For long-term investors, assessing earnings trend over time and against industry benchmarks is more beneficial than examining a single earnings announcement at a point in time. Investors may find my commentary, albeit very high-level and brief, on Invitrocue Limited (ASX:IVQ) useful as an attempt to give more color around how Invitrocue is currently performing. Check out our latest analysis for Invitrocue
Could IVQ beat the long-term trend and outperform its industry?
I look at data from the most recent 12 months, which annualizes the latest 6-month earnings release, or some times, the latest annual report is already the most recent financial data. This enables me to assess various companies in a uniform manner using the latest information. Invitrocue’s most recent twelve-month earnings -SGD1.8M, which, in comparison to the previous year’s level, has become less negative. Given that these values are relatively myopic, I’ve created an annualized five-year value for IVQ’s earnings, which stands at -SGD17.7M. This means that, while net income is negative, it has become less negative over the years.
Additionally, we can assess Invitrocue’s loss by looking at what’s going on in the industry on top of within the company. First, I want to quickly look into the line items. Revenue growth over last couple of years has grew by 47.00%, signalling that Invitrocue is in a high-growth period with expenses racing ahead elevated top-line growth rates. Looking at growth from a sector-level, the Australian biotechnology industry has been growing, albeit, at a subdued single-digit rate of 9.22% over the past twelve months, and a substantial 31.57% over the past couple of years.
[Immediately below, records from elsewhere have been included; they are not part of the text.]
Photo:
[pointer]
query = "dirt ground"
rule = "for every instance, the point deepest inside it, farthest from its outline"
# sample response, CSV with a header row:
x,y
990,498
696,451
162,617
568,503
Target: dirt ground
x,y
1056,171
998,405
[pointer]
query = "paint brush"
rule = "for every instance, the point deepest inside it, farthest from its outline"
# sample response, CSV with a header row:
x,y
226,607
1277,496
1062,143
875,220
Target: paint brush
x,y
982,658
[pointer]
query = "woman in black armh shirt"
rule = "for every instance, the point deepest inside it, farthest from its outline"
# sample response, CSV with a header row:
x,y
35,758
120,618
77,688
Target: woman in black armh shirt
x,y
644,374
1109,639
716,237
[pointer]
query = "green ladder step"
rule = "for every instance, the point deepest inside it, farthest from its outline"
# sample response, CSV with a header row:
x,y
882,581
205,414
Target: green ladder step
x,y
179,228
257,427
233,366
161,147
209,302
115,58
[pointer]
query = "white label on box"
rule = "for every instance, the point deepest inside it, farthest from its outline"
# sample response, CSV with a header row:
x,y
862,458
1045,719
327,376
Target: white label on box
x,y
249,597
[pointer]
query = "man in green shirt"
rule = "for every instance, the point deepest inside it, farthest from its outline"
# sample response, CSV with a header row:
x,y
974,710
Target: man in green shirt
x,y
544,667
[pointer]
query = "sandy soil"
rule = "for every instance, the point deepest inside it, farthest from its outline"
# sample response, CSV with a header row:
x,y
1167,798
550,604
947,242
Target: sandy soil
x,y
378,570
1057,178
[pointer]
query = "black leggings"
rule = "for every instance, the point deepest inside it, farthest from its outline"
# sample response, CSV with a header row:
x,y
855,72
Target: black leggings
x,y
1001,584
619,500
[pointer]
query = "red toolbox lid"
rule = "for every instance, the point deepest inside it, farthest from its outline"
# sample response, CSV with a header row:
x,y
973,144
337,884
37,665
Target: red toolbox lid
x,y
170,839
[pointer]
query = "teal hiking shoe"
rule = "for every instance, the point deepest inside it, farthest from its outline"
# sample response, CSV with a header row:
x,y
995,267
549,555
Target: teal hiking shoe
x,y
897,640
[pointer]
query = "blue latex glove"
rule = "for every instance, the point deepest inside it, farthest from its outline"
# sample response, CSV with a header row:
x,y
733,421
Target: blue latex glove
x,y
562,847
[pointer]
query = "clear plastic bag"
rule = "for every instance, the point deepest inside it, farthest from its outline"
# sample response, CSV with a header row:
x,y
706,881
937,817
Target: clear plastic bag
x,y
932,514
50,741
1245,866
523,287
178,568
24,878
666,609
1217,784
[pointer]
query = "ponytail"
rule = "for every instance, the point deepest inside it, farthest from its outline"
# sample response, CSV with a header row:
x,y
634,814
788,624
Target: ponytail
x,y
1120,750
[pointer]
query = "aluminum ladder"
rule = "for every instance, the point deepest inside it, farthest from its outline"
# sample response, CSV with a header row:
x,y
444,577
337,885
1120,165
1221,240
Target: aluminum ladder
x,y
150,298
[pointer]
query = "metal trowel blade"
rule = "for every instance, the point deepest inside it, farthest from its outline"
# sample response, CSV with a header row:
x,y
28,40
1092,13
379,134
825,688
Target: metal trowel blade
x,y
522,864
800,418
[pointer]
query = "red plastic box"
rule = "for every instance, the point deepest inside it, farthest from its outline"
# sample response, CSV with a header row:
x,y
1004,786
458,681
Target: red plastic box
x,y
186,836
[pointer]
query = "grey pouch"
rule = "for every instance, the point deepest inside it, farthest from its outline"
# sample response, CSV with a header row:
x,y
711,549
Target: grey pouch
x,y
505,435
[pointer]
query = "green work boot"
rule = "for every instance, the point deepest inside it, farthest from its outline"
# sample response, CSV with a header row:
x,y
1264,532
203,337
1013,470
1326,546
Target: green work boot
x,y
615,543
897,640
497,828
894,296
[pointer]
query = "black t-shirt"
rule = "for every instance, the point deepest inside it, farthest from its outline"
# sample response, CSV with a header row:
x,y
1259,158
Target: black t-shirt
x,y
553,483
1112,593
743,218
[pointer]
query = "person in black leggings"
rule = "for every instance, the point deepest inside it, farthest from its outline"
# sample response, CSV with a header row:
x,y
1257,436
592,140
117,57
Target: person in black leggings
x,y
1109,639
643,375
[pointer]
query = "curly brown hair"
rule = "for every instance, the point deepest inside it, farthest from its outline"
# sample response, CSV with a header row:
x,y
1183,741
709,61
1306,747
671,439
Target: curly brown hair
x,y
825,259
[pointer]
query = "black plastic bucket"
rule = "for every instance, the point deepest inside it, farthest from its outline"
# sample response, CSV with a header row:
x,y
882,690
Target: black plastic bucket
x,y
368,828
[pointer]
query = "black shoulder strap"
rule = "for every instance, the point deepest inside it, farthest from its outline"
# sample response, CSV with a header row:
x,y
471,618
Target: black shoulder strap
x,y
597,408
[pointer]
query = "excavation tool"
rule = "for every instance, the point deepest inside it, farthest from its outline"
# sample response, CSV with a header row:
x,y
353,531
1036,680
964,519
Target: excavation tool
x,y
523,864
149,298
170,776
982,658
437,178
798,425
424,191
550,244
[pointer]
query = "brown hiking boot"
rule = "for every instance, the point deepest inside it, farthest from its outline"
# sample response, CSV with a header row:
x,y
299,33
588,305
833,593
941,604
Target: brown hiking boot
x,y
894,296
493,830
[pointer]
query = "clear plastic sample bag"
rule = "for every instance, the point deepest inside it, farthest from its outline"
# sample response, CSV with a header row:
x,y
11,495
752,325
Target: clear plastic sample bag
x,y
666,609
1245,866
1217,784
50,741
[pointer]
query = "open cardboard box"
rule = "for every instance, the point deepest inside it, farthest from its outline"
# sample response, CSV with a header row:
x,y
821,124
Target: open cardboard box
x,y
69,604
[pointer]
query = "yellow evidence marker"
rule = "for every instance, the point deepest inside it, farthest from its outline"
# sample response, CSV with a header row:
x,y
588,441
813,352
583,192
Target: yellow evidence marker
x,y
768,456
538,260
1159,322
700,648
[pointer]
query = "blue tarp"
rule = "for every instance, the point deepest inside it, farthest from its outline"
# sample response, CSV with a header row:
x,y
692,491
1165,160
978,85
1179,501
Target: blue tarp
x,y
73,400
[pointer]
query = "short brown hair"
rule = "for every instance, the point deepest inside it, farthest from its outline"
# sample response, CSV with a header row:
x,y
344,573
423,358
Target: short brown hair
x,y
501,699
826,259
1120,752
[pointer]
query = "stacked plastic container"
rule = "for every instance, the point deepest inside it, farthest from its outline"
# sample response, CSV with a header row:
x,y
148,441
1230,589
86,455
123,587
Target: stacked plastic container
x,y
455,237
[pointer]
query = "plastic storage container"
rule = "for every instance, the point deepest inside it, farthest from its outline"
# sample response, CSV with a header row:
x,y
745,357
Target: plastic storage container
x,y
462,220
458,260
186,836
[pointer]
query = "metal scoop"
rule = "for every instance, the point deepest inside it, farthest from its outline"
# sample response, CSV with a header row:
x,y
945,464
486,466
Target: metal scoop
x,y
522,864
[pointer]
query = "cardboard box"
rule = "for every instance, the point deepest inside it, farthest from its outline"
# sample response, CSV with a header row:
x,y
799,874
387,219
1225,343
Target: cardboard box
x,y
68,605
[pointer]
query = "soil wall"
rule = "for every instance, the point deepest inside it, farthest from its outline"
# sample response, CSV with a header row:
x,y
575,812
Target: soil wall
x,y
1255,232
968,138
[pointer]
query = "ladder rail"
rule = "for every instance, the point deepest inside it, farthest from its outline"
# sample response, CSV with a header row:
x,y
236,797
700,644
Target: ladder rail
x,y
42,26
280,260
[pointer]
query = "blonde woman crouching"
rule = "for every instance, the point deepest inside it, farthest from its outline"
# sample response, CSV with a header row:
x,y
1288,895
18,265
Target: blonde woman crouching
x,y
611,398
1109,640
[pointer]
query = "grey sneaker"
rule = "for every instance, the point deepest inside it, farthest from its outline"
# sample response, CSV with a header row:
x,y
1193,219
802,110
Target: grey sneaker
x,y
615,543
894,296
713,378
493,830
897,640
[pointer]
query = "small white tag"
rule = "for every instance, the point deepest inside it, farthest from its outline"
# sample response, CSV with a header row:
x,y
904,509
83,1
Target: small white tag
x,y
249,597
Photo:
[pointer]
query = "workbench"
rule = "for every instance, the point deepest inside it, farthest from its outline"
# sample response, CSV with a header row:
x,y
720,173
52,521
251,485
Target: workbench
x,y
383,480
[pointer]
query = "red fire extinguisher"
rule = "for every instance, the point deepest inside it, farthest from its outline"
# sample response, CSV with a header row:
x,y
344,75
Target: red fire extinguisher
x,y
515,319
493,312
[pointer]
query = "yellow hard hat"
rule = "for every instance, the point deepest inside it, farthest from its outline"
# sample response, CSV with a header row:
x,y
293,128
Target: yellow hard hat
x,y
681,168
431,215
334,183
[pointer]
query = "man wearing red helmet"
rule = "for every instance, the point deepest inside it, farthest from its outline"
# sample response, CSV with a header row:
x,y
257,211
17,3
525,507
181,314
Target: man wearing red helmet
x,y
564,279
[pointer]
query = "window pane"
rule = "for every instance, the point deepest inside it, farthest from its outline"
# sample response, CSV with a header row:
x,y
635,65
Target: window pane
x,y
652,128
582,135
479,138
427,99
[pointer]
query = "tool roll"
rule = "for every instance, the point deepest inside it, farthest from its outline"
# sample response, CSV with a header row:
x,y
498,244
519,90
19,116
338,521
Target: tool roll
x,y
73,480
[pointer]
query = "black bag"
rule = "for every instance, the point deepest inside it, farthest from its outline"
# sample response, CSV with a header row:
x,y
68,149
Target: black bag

This means although Invitrocue is presently loss-making, it may have been aided by industry tailwinds, moving earnings into a more favorable position.
What does this mean?
Invitrocue’s track record can be a valuable insight into its earnings performance, but it certainly doesn’t tell the whole story. With companies that are currently loss-making, it is always difficult to envisage what will happen in the future and when. The most insightful step is to assess company-specific issues Invitrocue may be facing and whether management guidance has steadily been met in the past. I suggest you continue to research Invitrocue to get a better picture of the stock by looking at:
1. Financial Health: Is IVQ’s operations financially sustainable? Balance sheets can be hard to analyze, which is why we’ve done it for you. Check out our financial health checks here.